At this altitude, even the driver’s manner softened. “Inker-man Rise? That’s off Acre Lane somewhere, en’t it, mate?”

“I couldn’t tell you.”

“Yeah …” He was working it out. “It’s after Sebastopol and Alma.”

Brick gave way to cheesy stucco, plane trees to chestnuts and beeches. The air began to smell like air again. The houses began to look like real London houses, frowning and beetle browed with their heavy cornices and balustrades.

George cuddled Vera’s old patchwork oilcloth shopping bag on his lap, trying to cushion the wine against the jolting of the taxi and keep it warm. It was a ’71 Leoville-Barton, and George had spent a long time in conference with the wine merchant on St James’s Street before he’d bought it. The bottle had cost him as much as a whole case of ordinary claret. He hoped that Sheila would recognize it as a serious treat. But then Sheila appeared on television now; she was bound to know things like that. George felt that the wine struck just the right note. It was expensive. It was thoughtful. It would be gone in an hour. The trouble with most gifts was that they hung around accusingly long after the moment they’d been designed to celebrate had passed. He’d gone to the shop to buy champagne, but had been seduced by the colour of the old clarets, their sombre dustiness, and had thought how well they
seemed to fit, somehow, with the idea of him and Sheila.

The taxi stopped, its motor stuttering loudly in the quiet street.

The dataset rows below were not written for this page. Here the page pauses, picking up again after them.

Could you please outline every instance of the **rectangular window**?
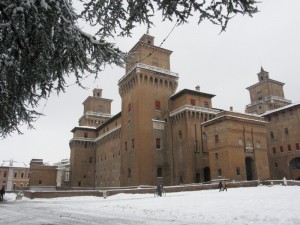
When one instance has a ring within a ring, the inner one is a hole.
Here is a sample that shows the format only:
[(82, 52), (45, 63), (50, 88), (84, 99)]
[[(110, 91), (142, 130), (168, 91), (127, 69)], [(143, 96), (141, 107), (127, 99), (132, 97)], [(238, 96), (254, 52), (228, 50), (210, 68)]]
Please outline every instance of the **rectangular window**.
[(218, 170), (217, 170), (217, 174), (218, 174), (218, 176), (222, 176), (222, 170), (221, 170), (221, 169), (218, 169)]
[(237, 176), (241, 175), (240, 167), (237, 167), (237, 168), (236, 168), (236, 175), (237, 175)]
[(215, 159), (219, 159), (219, 154), (215, 153)]
[(288, 134), (289, 134), (289, 128), (284, 128), (284, 133), (285, 133), (286, 135), (288, 135)]
[(131, 112), (131, 103), (128, 104), (128, 112)]
[(218, 142), (219, 141), (219, 135), (215, 135), (215, 142)]
[(162, 169), (161, 169), (161, 167), (157, 168), (156, 175), (157, 175), (157, 177), (162, 177)]
[(196, 104), (195, 99), (191, 99), (191, 105), (195, 105), (195, 104)]
[(283, 152), (283, 146), (280, 146), (280, 152)]
[(160, 138), (156, 138), (156, 149), (160, 149)]
[(155, 110), (160, 110), (160, 101), (155, 101)]
[(182, 139), (182, 131), (181, 130), (178, 131), (178, 136), (179, 136), (179, 139)]
[(209, 107), (209, 104), (208, 104), (208, 102), (204, 102), (204, 108), (208, 108)]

George overpaid the driver, who pocketed the money without thanks and drove off, leaving him alone in the dark with the trees making sea noises overhead. He couldn’t see the numbers on the houses, which were set a little back from the road, their front doors at the tops of fanlike flights of steps. Then he spotted Sheila’s—knowing it by instinct from the light in the tall curtainless window and the bare timber door from which the paint had been freshly stripped. Before climbing the steps, he patted his pocket to make sure his pipe was there, straightened his tie and squared his shoulders. Steady the Buffs, George thought, Steady the Buffs.